2:10PM PDT on Sep 11, 2011

Sadly they do not have tests toc atch any and every bug that can be in the blood supply, and there are some diseases that effect gay people at a higher percentage rate..gay people do generally have a higher number of sex partners...young college age single men would be in that same 'higher rotation' danger zone...all things being equal a blood donor who is a married middle aged female would be safer than others due to her haivng only one sexual partner, who hopefully as well only has sex with her. Rather than a young single guy (of homosexual or heterosexual type) who more likely is sleeping with multiple partners who have multiple partners.
But all bugs int he blood are not sexually based, many can be food borne or other exposure..and some groups due to diet or area they live in r such may be more prone to those bugs. The point is various people have various risks for having infected (with something) blood.
You can't rule out everyone, but you can make some rules about who is safer and who is a greater risk...my daughters and I were unable to give blood this last year because we'd traveled to India in the previous year...we didn't take THAT personally and be all offended, but gay people wan to see 'hate' and bias in the common sense rule to try to not take blood from those with higher rates of disease in their blood.
It's not a judgement on their sexual preference and more tan it was a judgement on my travel habits, it is just common sense to play the numbers and rule

1:13PM PDT on Sep 11, 2011

I would hope that if I or anyone else received a transfusion or any other type of donated organs, etc., that everything would have been thoroughly tested beforehand.

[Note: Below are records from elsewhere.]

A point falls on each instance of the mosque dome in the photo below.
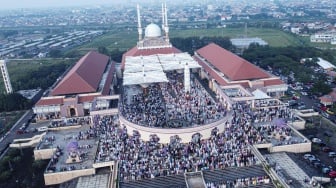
(152, 30)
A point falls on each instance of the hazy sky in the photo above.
(10, 4)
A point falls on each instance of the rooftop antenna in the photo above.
(5, 75)
(139, 23)
(166, 24)
(245, 30)
(163, 18)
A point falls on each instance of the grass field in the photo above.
(18, 67)
(126, 39)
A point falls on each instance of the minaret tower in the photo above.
(166, 28)
(139, 23)
(5, 76)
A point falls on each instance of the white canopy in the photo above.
(177, 61)
(258, 94)
(152, 68)
(144, 78)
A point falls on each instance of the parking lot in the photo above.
(322, 133)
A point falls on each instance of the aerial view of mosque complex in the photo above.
(165, 118)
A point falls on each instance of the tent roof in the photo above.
(258, 94)
(151, 69)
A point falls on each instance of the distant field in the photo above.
(18, 67)
(125, 39)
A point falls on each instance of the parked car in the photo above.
(326, 149)
(316, 140)
(307, 155)
(332, 154)
(326, 170)
(328, 134)
(332, 174)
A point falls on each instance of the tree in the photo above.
(103, 50)
(55, 53)
(321, 88)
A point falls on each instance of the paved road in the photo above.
(12, 133)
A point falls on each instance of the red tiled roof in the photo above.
(326, 99)
(212, 73)
(145, 52)
(233, 66)
(84, 77)
(109, 80)
(86, 98)
(50, 101)
(273, 82)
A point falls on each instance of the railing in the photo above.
(277, 181)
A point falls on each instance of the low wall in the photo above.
(29, 139)
(61, 177)
(27, 142)
(112, 111)
(64, 128)
(293, 148)
(306, 113)
(164, 134)
(104, 164)
(262, 146)
(44, 153)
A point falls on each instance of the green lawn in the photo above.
(125, 39)
(16, 68)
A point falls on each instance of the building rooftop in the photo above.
(84, 77)
(234, 67)
(146, 52)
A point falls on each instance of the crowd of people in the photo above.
(70, 121)
(168, 105)
(240, 182)
(139, 159)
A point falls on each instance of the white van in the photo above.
(42, 129)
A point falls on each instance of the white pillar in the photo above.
(186, 78)
(5, 75)
(139, 23)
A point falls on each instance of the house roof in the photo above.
(49, 101)
(273, 82)
(146, 52)
(325, 64)
(234, 67)
(84, 77)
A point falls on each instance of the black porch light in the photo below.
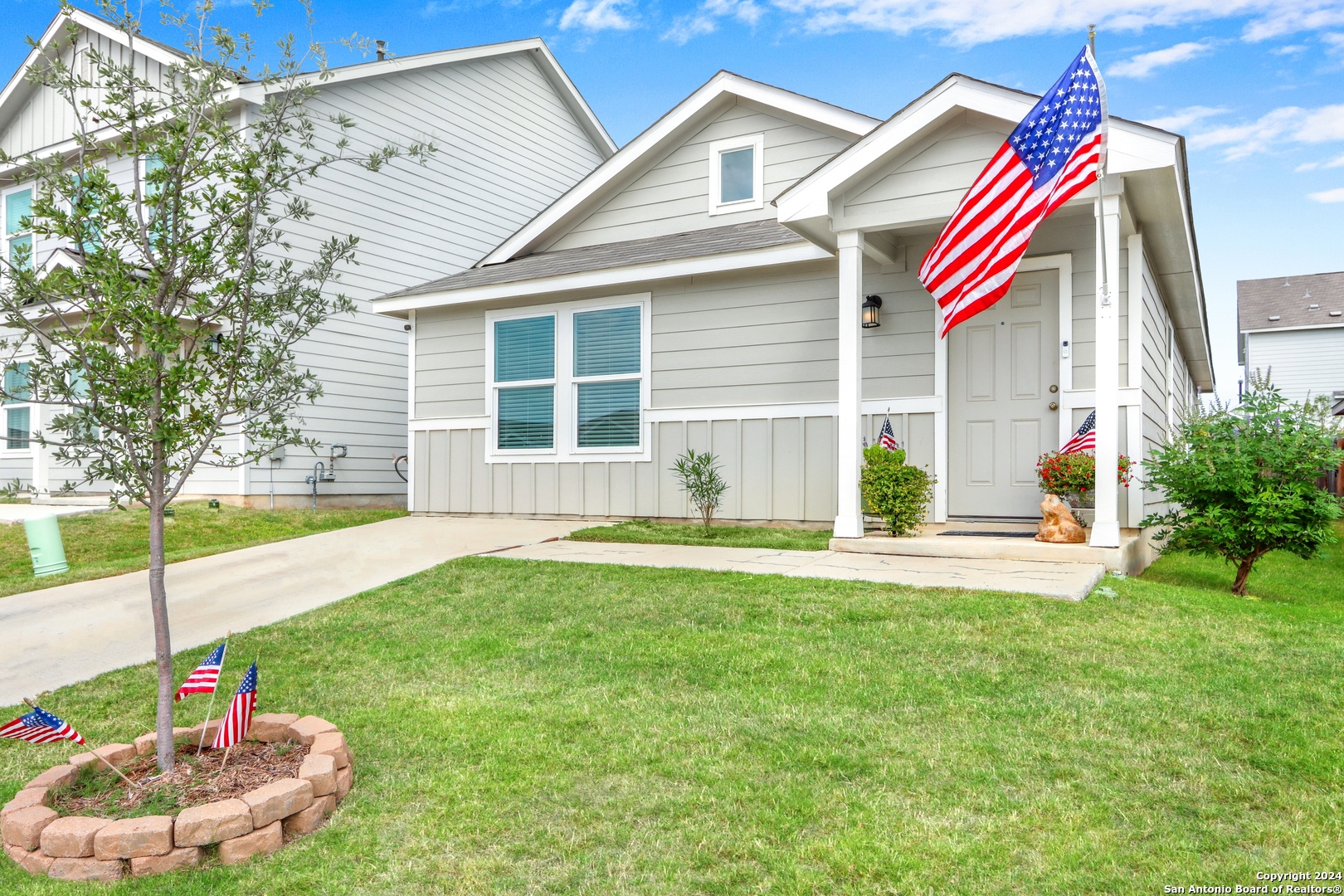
(871, 305)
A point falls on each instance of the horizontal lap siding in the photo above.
(672, 197)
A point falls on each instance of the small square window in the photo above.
(737, 176)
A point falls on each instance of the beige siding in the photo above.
(672, 197)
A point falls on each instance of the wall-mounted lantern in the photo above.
(871, 305)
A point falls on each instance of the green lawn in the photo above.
(116, 542)
(723, 536)
(570, 728)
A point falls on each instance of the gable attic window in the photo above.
(737, 173)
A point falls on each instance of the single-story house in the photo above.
(704, 289)
(1292, 328)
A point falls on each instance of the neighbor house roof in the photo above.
(734, 238)
(1291, 303)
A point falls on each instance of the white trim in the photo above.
(611, 277)
(620, 167)
(756, 143)
(565, 434)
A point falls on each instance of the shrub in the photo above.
(1075, 473)
(700, 480)
(1244, 480)
(895, 490)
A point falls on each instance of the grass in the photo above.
(723, 536)
(569, 728)
(116, 542)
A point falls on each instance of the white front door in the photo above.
(1003, 377)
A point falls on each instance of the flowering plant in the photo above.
(1075, 473)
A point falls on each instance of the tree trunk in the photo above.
(158, 602)
(1244, 572)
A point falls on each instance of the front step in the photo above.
(1131, 558)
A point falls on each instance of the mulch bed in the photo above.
(192, 781)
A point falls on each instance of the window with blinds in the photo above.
(606, 344)
(524, 353)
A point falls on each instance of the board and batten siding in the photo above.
(1304, 364)
(672, 195)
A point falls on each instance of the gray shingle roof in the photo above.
(757, 234)
(1276, 303)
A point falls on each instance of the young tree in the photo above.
(1244, 480)
(175, 317)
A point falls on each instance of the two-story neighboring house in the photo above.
(513, 134)
(1292, 328)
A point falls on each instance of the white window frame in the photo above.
(565, 444)
(750, 141)
(6, 451)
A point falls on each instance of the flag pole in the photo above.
(212, 707)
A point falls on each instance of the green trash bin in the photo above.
(49, 553)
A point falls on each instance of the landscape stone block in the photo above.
(305, 821)
(277, 800)
(304, 730)
(344, 779)
(260, 843)
(210, 824)
(71, 837)
(180, 857)
(321, 772)
(24, 798)
(86, 869)
(134, 837)
(54, 777)
(23, 828)
(334, 744)
(34, 863)
(272, 727)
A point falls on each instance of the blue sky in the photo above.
(1255, 85)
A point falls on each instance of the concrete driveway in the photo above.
(74, 631)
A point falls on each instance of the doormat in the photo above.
(996, 535)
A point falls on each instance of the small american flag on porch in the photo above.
(236, 723)
(41, 727)
(206, 676)
(1085, 438)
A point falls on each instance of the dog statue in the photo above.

Growing up in Houston I went to a college downtown - the school paper always had a local blood bank ad offering cash for blood. Due to the location I'm sure there were alcoholics and drug users who sold blood too. Seems shortsighted and prejudiced to refuse much needed blood because of someone's sexual preference. My cousin can't ever donate blood because he was stationed with the Air Force in England during the Mad Cow disease outbreak years ago. How stupid is that?

5:55AM PDT on Sep 11, 2011

The only reasons for blood bans should be medical.

9:59PM PDT on Sep 10, 2011

I too am confused on this. Are they saying that not all donations are checked? I cannot believe that is true. Or are they saying, as they appear to be, that as some strains of the new HIV and hepititis B are hard to detect in a period under one year, they are 'playing safe' by banning donations by gay men that have had sex within a one year period? If that is what they are saying then this is obviously flawed. 1. People lie (men and women) 2. Why only gay men that have had sex that is not only discriminatory but outright dangerous - I do not think these infections 'care' whether their carriers are male or female or how exactly they got infected. So this rule should be for all people and still depends on people's honesty and is actually quite scary.

9:30PM PDT on Sep 10, 2011

I love it when England gets it right!